Forex Update

Treasury Bond Daily Commentary for 3.13.09

The 30 Year T-Bond futures experienced profit taking on Thursday, ducking back below our 2nd tier downtrend line as U. S. equities flourished. Despite the decline, the 30 Year futures remain above our uptrend line, and will likely wait to make a serious directional decision when our 2nd tier downtrend and uptrend lines reach their upcoming inflection point. Meanwhile, the futures remain wedged between the trading zone built since February.

However, once the 30 Year futures do make a directional decision, expect large and sudden movements. China is filling the news wire expressing concern over the safety of U. S. Treasuries.

Gold Daily Commentary for 3.13.09

Gold leveled off on Thursday as surging U. S. equities tempered the recent bull-run in the precious metal. While Gold sits above our 1st and 2nd tier uptrend lines, the 3rd is still an arm's length away. Gold seems to be at a critical point concerning its near-term trend.

If the precious metal can't fight above March highs, then Gold could very easily dip back into its downtrend while equities continue their impressive rally. On the flip-side, if the precious metal can climb above March highs, we expect large near-term gains and a continuation of the up-trend. Gold has the psychological $900/oz level to defend itself from any exacerbated sell-offs for the time being.

USD/JPY Daily Commentary for 3.12.09

The USD/JPY is recovering from earlier losses, rallying from our 1st tier downtrend line.  Though Japan’s Final GDP showed a decline of 3.2%, the number was still better than analyst expectations of a 3.5% decline.

The correlation between the S&P futures and the USD/JPY is all over the place these days as investors contemplate whether to rally the currency pair to the psychological 100 level.  If investors continue to favor the U.S. economy over Japan’s and U.S. equities piece together another rally, we could see new March highs. 

GBP/USD Daily Commentary for 3.12.09

The Cable tried to rally from our previous bottom-end support of 1.3683 yesterday, yet failed to close above March 10 lows on the 4 hour. The GBP/USD is heading south Thursday in reaction to alarming industrial production data from Germany and China coupled with a disappointing unemployment claims number from the U. S.

The global economy is still weakening and the optimism from Citi is hardly reflected anywhere else in the market. Britain is already in a tight spot economically having to nationalize Lloyd's Bank and rely upon quantitative.

EUR/USD Daily Commentary for 3.12.09

The rally in the EUR/USD stalled at our previous top-end resistance of 1.2868, and is proving indecisive in reaction to more negative data from Germany. The economic data released from Germany this week is jaw-dropping. Today Germany reported a 7.5% decline in Industrial Production, eclipsing analyst expectations of a 3.3% decline.
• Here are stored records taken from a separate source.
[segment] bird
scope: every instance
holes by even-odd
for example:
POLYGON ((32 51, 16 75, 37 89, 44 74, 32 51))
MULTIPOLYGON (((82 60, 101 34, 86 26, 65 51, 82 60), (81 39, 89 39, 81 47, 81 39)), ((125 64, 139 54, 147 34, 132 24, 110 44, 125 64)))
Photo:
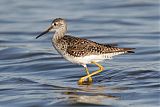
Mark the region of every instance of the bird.
POLYGON ((67 23, 63 18, 56 18, 49 28, 40 33, 37 37, 53 32, 52 44, 54 48, 66 60, 82 65, 85 68, 86 76, 78 80, 78 85, 92 84, 92 76, 104 71, 104 67, 99 62, 112 59, 113 56, 134 53, 135 48, 120 48, 117 44, 102 44, 85 38, 67 35, 67 23), (99 69, 92 73, 88 70, 88 64, 94 64, 99 69))

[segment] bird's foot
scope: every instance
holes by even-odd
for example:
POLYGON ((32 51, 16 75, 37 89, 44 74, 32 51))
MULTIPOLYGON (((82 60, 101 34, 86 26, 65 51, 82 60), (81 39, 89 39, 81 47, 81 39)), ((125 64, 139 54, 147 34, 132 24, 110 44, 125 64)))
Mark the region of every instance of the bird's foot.
POLYGON ((79 79, 78 81, 78 85, 90 85, 92 84, 93 80, 92 77, 88 77, 88 79, 86 80, 86 77, 82 77, 79 79))

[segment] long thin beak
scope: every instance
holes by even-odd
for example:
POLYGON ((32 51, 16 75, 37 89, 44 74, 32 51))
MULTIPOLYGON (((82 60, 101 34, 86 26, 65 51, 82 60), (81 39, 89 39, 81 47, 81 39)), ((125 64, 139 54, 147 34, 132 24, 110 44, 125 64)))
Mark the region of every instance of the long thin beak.
POLYGON ((36 39, 38 39, 40 36, 48 33, 51 29, 52 29, 52 26, 50 26, 46 31, 44 31, 44 32, 42 32, 40 35, 38 35, 38 36, 36 37, 36 39))

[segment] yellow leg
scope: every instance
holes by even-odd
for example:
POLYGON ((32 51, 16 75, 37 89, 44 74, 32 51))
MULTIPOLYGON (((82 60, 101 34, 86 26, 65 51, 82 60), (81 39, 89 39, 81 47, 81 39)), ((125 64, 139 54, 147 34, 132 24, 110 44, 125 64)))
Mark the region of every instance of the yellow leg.
POLYGON ((104 70, 104 67, 102 65, 100 65, 100 64, 98 64, 98 63, 96 63, 94 61, 92 61, 91 63, 97 65, 99 67, 99 70, 89 74, 88 69, 87 69, 86 72, 88 72, 87 73, 88 75, 80 78, 80 80, 78 81, 79 85, 83 85, 83 82, 85 81, 85 79, 91 78, 91 76, 96 75, 96 74, 98 74, 98 73, 100 73, 100 72, 102 72, 104 70))
MULTIPOLYGON (((89 75, 89 71, 88 71, 88 68, 87 68, 87 67, 85 67, 85 71, 86 71, 87 75, 89 75)), ((80 79, 80 80, 78 81, 78 84, 79 84, 79 85, 91 84, 92 82, 93 82, 92 77, 88 77, 88 83, 84 83, 84 80, 81 81, 81 79, 80 79)))

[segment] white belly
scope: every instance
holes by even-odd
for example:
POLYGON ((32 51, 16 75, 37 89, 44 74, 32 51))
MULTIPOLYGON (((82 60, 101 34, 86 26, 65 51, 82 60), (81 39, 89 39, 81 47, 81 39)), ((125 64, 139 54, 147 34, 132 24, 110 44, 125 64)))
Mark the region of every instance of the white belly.
POLYGON ((84 57, 73 57, 70 55, 65 55, 64 57, 71 61, 72 63, 78 63, 78 64, 89 64, 92 61, 100 62, 105 59, 112 59, 112 56, 123 54, 124 52, 116 52, 116 53, 107 53, 102 55, 88 55, 84 57))

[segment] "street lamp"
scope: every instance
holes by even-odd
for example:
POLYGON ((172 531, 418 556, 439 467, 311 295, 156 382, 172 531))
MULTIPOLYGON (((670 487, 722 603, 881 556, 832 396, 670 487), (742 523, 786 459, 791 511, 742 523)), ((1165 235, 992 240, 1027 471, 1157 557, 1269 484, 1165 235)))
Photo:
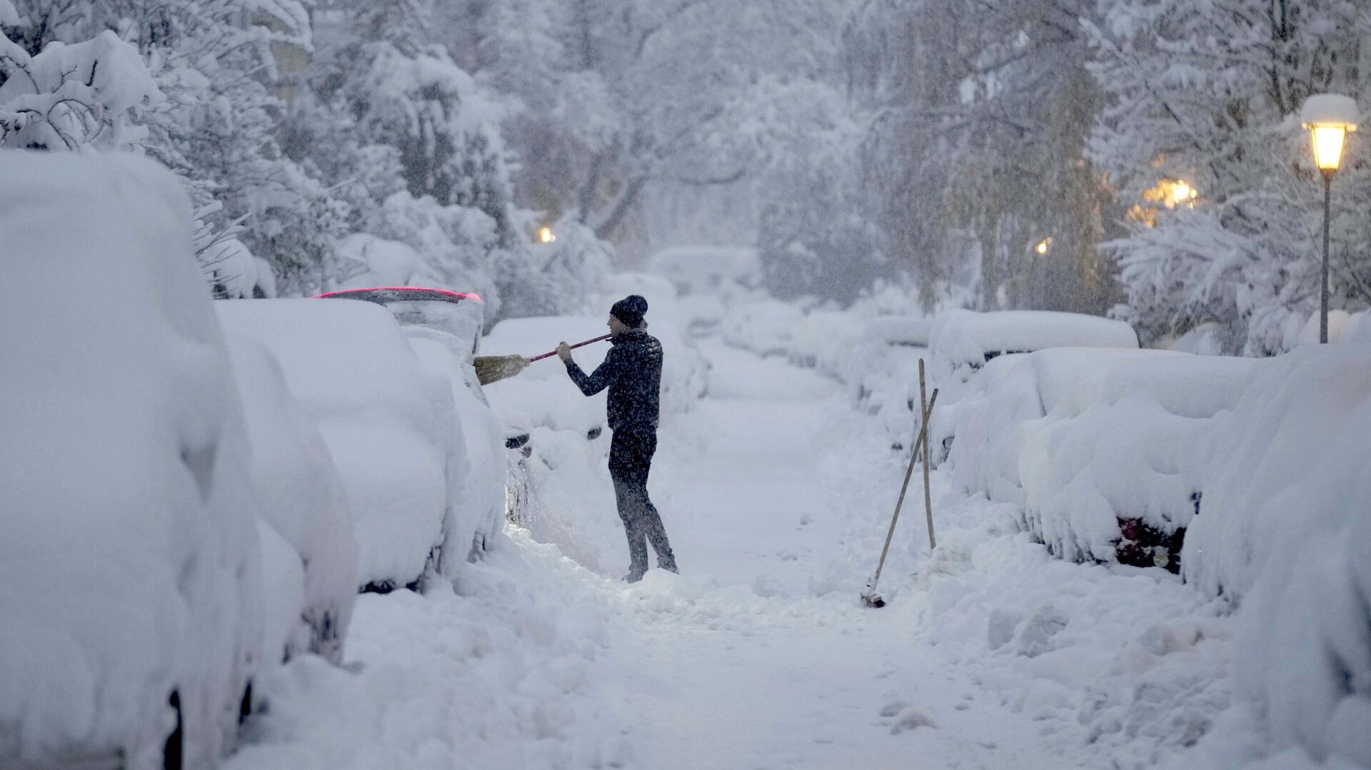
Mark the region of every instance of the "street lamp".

We can't forget Germany's terrible Factory Orders report in addition to PPI showing deflation. In other words, Germany's economic environment has taken a sudden turn for the worst, and the ECB is likely taking notice.

Crude Daily Commentary for 3.12.09

Crude futures sold off sharply on Wednesday in reaction to higher than expected weekly inventories. Yesterday's report broke the three week streak of inventories coming in lower than analyst expectations.

OPEC will certainly take the rising inventories into consideration when the oil producing countries meet on March 15th. Further hampering the price of crude is news that production is declining at a rapid pace in manufacturing powerhouses such as Germany, Japan, and China.